For the really big things, that money will come from an emergency account (contributing to those funds is already embedded in the monthly budget). There are also smaller things that will come up that you don’t want to have to pull from the emergency account.
Oil changes for the car, a larger grocery bill than expected, a more expensive dinner than you planned for, etc. are all examples of these types of items. That’s why it’s important to have a little cushion in the budget to deal with them.
Don’t make things so tight that one little variation in the monthly budget throws the whole thing off.

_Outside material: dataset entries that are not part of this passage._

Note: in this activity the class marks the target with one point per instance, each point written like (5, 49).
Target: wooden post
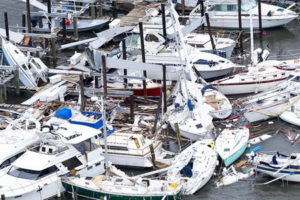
(165, 88)
(64, 29)
(260, 24)
(114, 5)
(163, 14)
(49, 11)
(178, 135)
(104, 76)
(131, 102)
(82, 103)
(17, 82)
(93, 10)
(6, 25)
(202, 12)
(28, 16)
(24, 22)
(240, 26)
(53, 51)
(124, 57)
(75, 20)
(152, 155)
(182, 7)
(209, 31)
(143, 58)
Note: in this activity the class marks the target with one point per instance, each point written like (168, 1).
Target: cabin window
(151, 38)
(31, 174)
(72, 163)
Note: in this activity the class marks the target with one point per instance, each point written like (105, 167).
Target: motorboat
(31, 69)
(224, 14)
(278, 165)
(194, 167)
(231, 143)
(66, 150)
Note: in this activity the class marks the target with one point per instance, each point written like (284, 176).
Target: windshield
(30, 174)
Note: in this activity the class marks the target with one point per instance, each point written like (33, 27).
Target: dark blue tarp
(64, 113)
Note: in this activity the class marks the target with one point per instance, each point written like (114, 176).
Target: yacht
(224, 14)
(67, 150)
(31, 69)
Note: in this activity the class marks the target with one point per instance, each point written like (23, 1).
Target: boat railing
(30, 186)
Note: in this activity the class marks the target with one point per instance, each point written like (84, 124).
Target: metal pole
(49, 11)
(165, 88)
(240, 25)
(75, 20)
(202, 12)
(164, 20)
(6, 25)
(104, 76)
(24, 22)
(82, 105)
(124, 57)
(260, 24)
(143, 58)
(209, 31)
(28, 16)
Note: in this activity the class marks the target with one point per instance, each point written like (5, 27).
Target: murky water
(281, 41)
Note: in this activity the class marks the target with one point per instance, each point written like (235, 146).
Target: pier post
(165, 88)
(28, 16)
(17, 83)
(82, 103)
(75, 25)
(240, 26)
(260, 24)
(49, 11)
(178, 135)
(143, 58)
(124, 58)
(6, 25)
(131, 102)
(182, 7)
(93, 10)
(202, 12)
(209, 32)
(53, 51)
(152, 155)
(114, 5)
(163, 14)
(64, 29)
(104, 78)
(23, 22)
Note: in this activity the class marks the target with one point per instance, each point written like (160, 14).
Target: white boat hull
(246, 88)
(232, 22)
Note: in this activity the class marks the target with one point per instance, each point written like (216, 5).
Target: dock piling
(260, 24)
(209, 32)
(6, 25)
(124, 57)
(75, 26)
(143, 58)
(28, 16)
(240, 26)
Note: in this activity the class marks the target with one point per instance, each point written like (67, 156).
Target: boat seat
(97, 180)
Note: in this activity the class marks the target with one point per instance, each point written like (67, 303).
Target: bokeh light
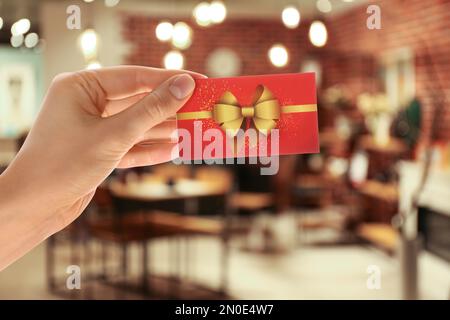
(88, 43)
(31, 40)
(182, 35)
(278, 55)
(318, 34)
(290, 17)
(174, 60)
(21, 26)
(202, 14)
(17, 40)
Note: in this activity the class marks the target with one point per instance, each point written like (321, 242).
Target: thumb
(157, 106)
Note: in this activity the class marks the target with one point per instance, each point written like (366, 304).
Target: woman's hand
(90, 123)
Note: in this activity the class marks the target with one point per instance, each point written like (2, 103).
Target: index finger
(124, 81)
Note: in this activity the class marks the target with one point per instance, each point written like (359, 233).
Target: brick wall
(349, 58)
(251, 39)
(423, 26)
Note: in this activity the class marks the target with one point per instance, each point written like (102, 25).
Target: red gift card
(265, 115)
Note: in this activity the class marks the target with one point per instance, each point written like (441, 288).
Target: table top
(153, 188)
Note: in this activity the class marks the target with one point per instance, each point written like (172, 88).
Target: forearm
(24, 222)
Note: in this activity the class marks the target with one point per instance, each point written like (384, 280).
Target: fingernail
(182, 86)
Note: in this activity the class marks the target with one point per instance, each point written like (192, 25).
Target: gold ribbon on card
(265, 111)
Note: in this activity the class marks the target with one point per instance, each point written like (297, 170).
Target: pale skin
(90, 123)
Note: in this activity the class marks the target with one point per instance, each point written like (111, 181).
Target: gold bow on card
(265, 111)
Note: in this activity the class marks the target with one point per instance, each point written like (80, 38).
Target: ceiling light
(20, 27)
(31, 40)
(174, 60)
(278, 55)
(88, 43)
(318, 34)
(324, 6)
(217, 11)
(202, 14)
(290, 17)
(182, 35)
(164, 31)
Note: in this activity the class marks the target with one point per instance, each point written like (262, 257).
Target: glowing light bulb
(278, 55)
(173, 60)
(318, 34)
(20, 27)
(17, 40)
(88, 43)
(202, 14)
(290, 17)
(164, 31)
(182, 35)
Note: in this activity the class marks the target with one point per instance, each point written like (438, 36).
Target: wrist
(20, 201)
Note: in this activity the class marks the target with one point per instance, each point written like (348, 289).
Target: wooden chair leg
(145, 278)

Number 5: Enjoy Your Life and Don’t Fret
The fifth and final tip is to enjoy your life and don’t fret. Remember, there’s no “until” or “when.” For example, statements like this:
- “When such and such happens, I’ll be happy.”
- “I can’t wait until X happens and things will be good.”
- “If only I had X number of dollars I wouldn’t have to worry anymore.”
Do your best to plan and prepare for the future. That’s all you can do. There is no sense in worrying or having grandiose visions of when such and such happens you’ll be good.
Conclusion
There are many different ways to budget, doing it by paycheck is just one method. For many people budgeting by paycheck make sense because it naturally aligns with the money they have coming in. That makes it easy to reconcile and understand.
To review, these are the five tips to start with:
- Pay Yourself First/Automate Your Money
- Look at Your Pay Period
- Plan for the Expected Expenses
- Account for the Unexpected
- Enjoy Your Life and Don’t Fret
Do you budget by paycheck or do you have another method? Tell me in the comments!